The sweets are just the last straw - you know that - bin them if you want, it's your house. A perfectly sane and very nice friend of mine received a bunch of flowers from her mother last week, for her birthday. My lovely and normally very serene friend burst into tears, stomped all over the house and binned the flowers without even taking them out of the cellophane. The reasons for this reaction were very murky and complicated (I sort of understand now, after hours of listening and nodding ). Families are a bloody nightmare somtimes.
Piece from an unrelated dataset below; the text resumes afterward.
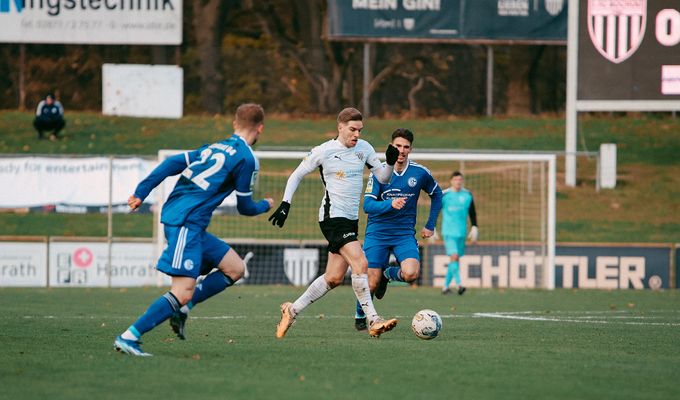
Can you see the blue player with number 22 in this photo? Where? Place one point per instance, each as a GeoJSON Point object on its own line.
{"type": "Point", "coordinates": [208, 176]}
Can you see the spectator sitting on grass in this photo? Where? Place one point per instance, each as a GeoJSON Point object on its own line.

Must we turn this thread into another "AHA!!! Another racist!! Burn the heretic!!" thread? The OP is just fed up and miserable, and the carrier bag full of cheap manky sweets has tipped her over the edge... MN is supposed to be supportive in these situations, isn't it?

GibbonInABloodSoakedRibbon · 24/10/2007 21:57

Wise words greeny but from OP who would of known what was at the heart of it?

pukkapatch · 24/10/2007 21:59

lol crook. ten amulets? poor baby.
i wouldnt know where to get an amulet from? mothercare is my usual port of call for newborn pressies
my internet connection is annoyingly slow right now. {may be its evil eye along with the sweets?)